ショータロー☆コンプレックス2
「その通り。だから、うまくコントロールできずに、もっと悪化していた可能性だってあるのよ。それがお薬飲むくらいで治まっているんだから、この状況をありがたいと思わなくちゃね」


『お前にはまだ大分先の話だからピンと来ないだろうけど、歳取るとあちこちガタが来るもんなんだよ』


ふいに、遠い昔にじいちゃんがしみじみと発していた言葉を思い出した。


じいちゃんも血糖値と血圧が高くて、やはり定期的に通院して薬をもらっていたんだけど「何でお薬飲んでるのに治らないの?いつまで飲むの?」と素朴でなおかつ残酷な質問をしたオレに対して、そのように返答したのだった。

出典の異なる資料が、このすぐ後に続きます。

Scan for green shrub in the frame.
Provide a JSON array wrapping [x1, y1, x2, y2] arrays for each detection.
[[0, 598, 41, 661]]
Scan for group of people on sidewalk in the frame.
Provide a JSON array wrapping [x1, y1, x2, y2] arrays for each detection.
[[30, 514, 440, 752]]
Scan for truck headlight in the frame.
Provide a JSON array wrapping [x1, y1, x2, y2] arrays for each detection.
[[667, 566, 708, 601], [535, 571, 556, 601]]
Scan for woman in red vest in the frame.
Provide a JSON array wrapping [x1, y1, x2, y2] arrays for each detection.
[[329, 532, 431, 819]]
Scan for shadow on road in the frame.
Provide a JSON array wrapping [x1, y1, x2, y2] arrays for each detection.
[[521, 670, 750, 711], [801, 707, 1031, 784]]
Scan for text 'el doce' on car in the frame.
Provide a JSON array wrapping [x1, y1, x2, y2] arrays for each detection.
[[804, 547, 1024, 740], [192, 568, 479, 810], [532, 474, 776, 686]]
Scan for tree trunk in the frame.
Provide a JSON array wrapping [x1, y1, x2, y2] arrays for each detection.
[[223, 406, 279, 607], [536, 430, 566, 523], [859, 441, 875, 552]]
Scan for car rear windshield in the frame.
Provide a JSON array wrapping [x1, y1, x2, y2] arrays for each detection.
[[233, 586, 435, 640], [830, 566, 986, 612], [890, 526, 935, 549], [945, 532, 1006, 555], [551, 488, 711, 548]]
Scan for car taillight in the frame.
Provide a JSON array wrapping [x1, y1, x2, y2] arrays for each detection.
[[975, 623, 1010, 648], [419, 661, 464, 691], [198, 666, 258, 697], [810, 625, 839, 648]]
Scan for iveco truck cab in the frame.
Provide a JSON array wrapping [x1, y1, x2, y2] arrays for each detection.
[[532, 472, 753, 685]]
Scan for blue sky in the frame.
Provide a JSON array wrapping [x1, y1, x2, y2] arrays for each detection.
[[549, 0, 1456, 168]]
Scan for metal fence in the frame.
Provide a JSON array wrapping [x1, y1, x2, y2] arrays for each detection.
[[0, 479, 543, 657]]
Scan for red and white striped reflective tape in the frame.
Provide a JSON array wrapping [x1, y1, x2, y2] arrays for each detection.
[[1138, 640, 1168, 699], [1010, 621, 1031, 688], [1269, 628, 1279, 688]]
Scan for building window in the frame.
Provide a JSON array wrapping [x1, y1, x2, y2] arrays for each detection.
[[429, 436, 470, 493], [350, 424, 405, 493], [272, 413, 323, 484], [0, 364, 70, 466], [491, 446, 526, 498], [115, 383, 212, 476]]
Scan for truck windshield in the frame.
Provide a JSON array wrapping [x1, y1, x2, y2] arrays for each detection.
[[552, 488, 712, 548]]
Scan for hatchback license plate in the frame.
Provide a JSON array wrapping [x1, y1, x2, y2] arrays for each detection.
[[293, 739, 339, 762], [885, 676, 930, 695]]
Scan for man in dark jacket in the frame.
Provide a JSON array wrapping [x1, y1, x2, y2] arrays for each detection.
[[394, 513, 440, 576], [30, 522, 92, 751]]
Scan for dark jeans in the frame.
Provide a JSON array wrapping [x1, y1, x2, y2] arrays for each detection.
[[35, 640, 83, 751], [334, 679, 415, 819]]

今のオレならそれが【持病】というもので、薬を飲めば翌日には治る、というような単純なものではないという事、それとうまく折り合いをつけて日常生活を送って行かなくてはいけないものなのだという事を理解できるけれど。


だけど小さい時はホント、長い期間、しかも毎日かかさず薬を飲み続けなくちゃいけないなんて、なんてわずらわしくて怖い事なんだろうと思っていた。


「あ、来たかしら」


するとふいに、女性は玄関付近に視線を向けながら呟いた。


オレもつられてそちらを見ると、ガラスのドア越しに、白のセダンが駐車場を横切って行くのが確認できた。


と同時に、辻谷が小走りにドアに近付き、取っ手に手をかける様子も見て取れる。